Nintendo Places Bounties on Switch Vulnerabilities

Late last year, Nintendo initiated a partnership with HackerOne, a service based on rewarding hackers bounties for information on system vulnerabilities. The initial listing was for information pertaining to the Nintendo 3DS, but was expanded recently to include the Nintendo Switch. The Switch having vulnerabilities is not new news, and Nintendo has awarded three individuals with undisclosed bounties via HackerOne.

On Nintendo’s HackerOne page, the company lays out examples of what it is looking for, as well as what it is looking to prevent. Switch piracy is an obvious one, along with cheating and “dissemination of inappropriate content to children.” Piracy includes game data dumping and execution, and cheating includes game or save data modification. Also fascinating is a list of examples of vulnerabilities for the Switch, which are not elaborated on but could indicate previously known/repaired vulnerabilities.

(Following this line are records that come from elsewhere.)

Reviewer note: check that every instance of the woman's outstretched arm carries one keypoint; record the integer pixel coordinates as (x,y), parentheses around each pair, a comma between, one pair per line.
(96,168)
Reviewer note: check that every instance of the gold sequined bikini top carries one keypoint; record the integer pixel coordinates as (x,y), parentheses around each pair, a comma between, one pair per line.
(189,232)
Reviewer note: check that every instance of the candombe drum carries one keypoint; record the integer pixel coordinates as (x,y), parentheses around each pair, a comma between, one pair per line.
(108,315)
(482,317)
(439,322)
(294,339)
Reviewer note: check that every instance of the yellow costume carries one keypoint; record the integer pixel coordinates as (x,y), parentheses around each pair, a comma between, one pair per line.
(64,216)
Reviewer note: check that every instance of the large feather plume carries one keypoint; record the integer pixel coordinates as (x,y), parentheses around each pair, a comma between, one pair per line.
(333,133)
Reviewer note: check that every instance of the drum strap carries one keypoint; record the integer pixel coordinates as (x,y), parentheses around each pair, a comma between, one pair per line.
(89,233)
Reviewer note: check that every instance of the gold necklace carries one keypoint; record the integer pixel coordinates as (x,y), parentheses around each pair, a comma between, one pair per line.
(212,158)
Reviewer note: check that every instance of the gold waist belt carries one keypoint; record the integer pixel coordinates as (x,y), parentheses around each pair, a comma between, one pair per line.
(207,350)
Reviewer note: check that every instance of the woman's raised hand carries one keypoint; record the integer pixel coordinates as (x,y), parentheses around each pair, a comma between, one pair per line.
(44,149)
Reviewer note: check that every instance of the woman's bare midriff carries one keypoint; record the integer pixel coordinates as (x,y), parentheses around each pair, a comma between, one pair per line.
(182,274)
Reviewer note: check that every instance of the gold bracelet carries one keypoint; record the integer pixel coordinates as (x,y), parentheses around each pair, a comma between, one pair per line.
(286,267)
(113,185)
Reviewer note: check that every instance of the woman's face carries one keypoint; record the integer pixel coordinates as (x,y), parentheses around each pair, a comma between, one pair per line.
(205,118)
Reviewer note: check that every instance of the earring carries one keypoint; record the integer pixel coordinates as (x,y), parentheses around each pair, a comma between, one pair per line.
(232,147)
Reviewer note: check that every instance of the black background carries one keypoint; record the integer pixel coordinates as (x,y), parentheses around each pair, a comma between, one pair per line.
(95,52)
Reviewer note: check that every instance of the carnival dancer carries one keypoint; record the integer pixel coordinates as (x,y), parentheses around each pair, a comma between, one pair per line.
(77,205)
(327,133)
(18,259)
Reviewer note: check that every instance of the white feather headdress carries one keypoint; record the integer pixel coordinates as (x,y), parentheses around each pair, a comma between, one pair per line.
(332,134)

These include Kernel takeover, Privilege escalation form userland and ARM TrustZone takeover.

Legally, neither the rewarded hackers nor Nintendo itself can reveal the nature of the vulnerabilities or rewards found by/awarded to HackerOne users. In the page’s legal section, Nintendo awards bounties from $100 to $20,000 and determines the worth of a submission itself. Three bounties have been awarded to users loituma, Zacharias and endergamer549. They are legally bound to secrecy, so seeking them out likely won’t bear any further information. Still, it’s a fascinating business.